Neurosurgical Planning with Robust Eloquent area Delineation from Individualized Connectivity-based Techniques (NeuroPREDICT) - Project Summary/Abstract
The idiosyncrasies of the human brain require that individualized mapping of functional regions be performed
before surgical interventions for cancer or epilepsy. The success of this mapping procedure has direct effects
on surgical outcomes and preserving cognitive and sensory function post-surgery. Current gold standard
procedures for pre-surgical mapping are invasive, time-consuming, and technically demanding. Several
non-invasive procedures have emerged in recent years; however, they have not yet displaced the gold
standard procedures. Task-based functional magnetic resonance imaging (t-fMRI), the most widely used
non-invasive pre-surgical mapping technique, requires that patients perform cognitive or motor tasks
while in the scanner—a time-consuming and expensive procedure. Also, not all patients can perform fMRI
tasks due to language barriers, sensory deficits, being unconscious, etc. Connectome Fingerprinting (CF) is a
recently developed technique that uses machine learning to train a model capable of predicting
functional brain activation from task-free resting-state fMRI (rs-fMRI). Once trained on a set of t-fMRI and rs-
fMRI data, an unseen subject's unique pattern of brain activation can be predicted using only an rs-fMRI scan
of their brain—therefore eliminating the need to perform tasks during the fMRI scan. Despite the promise of
CF, the accuracy of the current best practice modeling techniques is not high enough yet to be clinically
useful and studies applying CF have nearly always used healthy populations. Much research remains to be
done to increase the accuracy of CF models before they can be deployed for pre-surgical mapping.
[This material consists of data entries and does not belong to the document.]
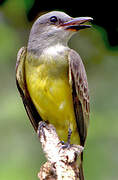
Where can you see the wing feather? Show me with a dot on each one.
(80, 93)
(21, 85)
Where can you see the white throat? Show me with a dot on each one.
(55, 50)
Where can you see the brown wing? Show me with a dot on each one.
(21, 85)
(80, 93)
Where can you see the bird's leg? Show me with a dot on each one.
(69, 135)
(67, 144)
(40, 130)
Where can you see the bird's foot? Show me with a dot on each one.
(67, 144)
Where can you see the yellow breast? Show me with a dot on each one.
(49, 88)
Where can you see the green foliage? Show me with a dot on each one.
(20, 151)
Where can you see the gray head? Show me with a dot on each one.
(53, 28)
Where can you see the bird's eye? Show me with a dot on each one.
(53, 19)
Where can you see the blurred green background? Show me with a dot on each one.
(20, 152)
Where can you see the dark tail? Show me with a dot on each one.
(81, 173)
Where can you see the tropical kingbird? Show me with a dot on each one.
(52, 79)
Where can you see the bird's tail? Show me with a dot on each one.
(81, 173)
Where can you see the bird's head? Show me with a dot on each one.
(55, 27)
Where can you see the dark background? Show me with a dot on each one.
(20, 152)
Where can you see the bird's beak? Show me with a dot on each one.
(76, 24)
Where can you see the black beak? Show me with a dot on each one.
(76, 24)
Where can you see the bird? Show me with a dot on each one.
(52, 80)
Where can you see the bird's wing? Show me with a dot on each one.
(80, 93)
(21, 85)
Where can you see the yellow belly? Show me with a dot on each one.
(52, 97)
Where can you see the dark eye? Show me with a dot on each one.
(53, 19)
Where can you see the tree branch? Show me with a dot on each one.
(61, 162)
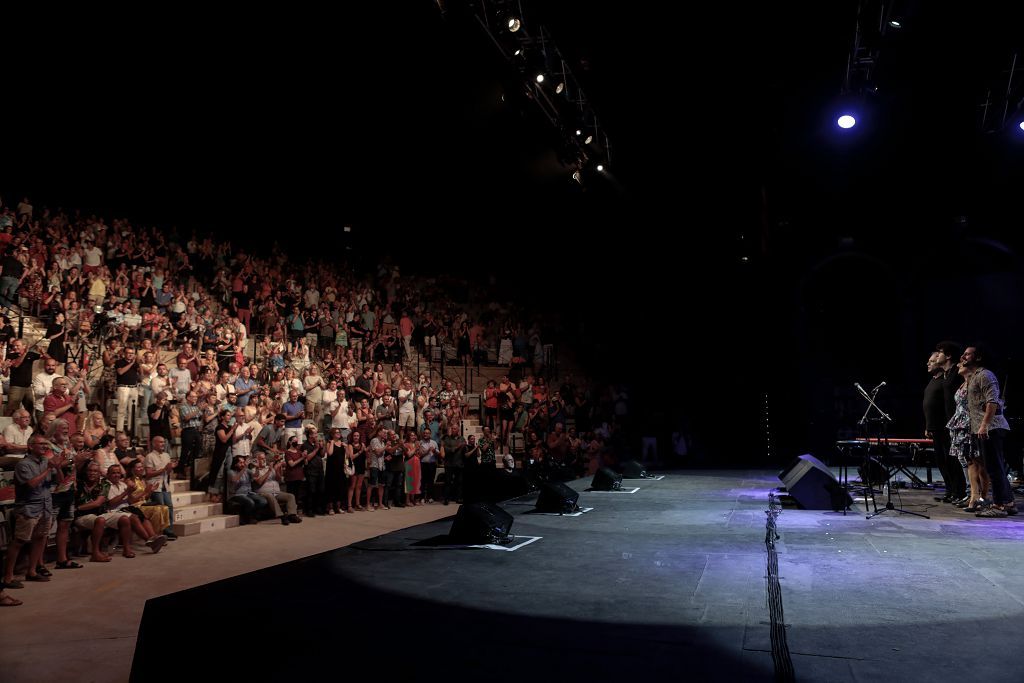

The long-term objective of the research proposed here is to develop a software application that combines
applied machine learning with medical imaging to provide a non-invasive means for mapping the brains of
neurosurgical patients before surgery. Importantly, we aim to increase the accuracy of CF modeling by
expanding the modeling efforts to probabilistic Bayesian approaches that leverage prior information from the
structure of the data. We will test a wide array of tunable data and model parameters to arrive at a current
recommendation for best practices in CF research and applications. Finally, we will test our modeling procedures
with a dataset of healthy control and pre-surgical patients diagnosed with brain tumors. We will test the software's
ability to accurately predict functional brain organization in these patients and adaptively retrain the models to
produce the most accurate results. This work has the potential to revolutionize pre-surgical brain mapping and
expand its applicability to a greater number of patients.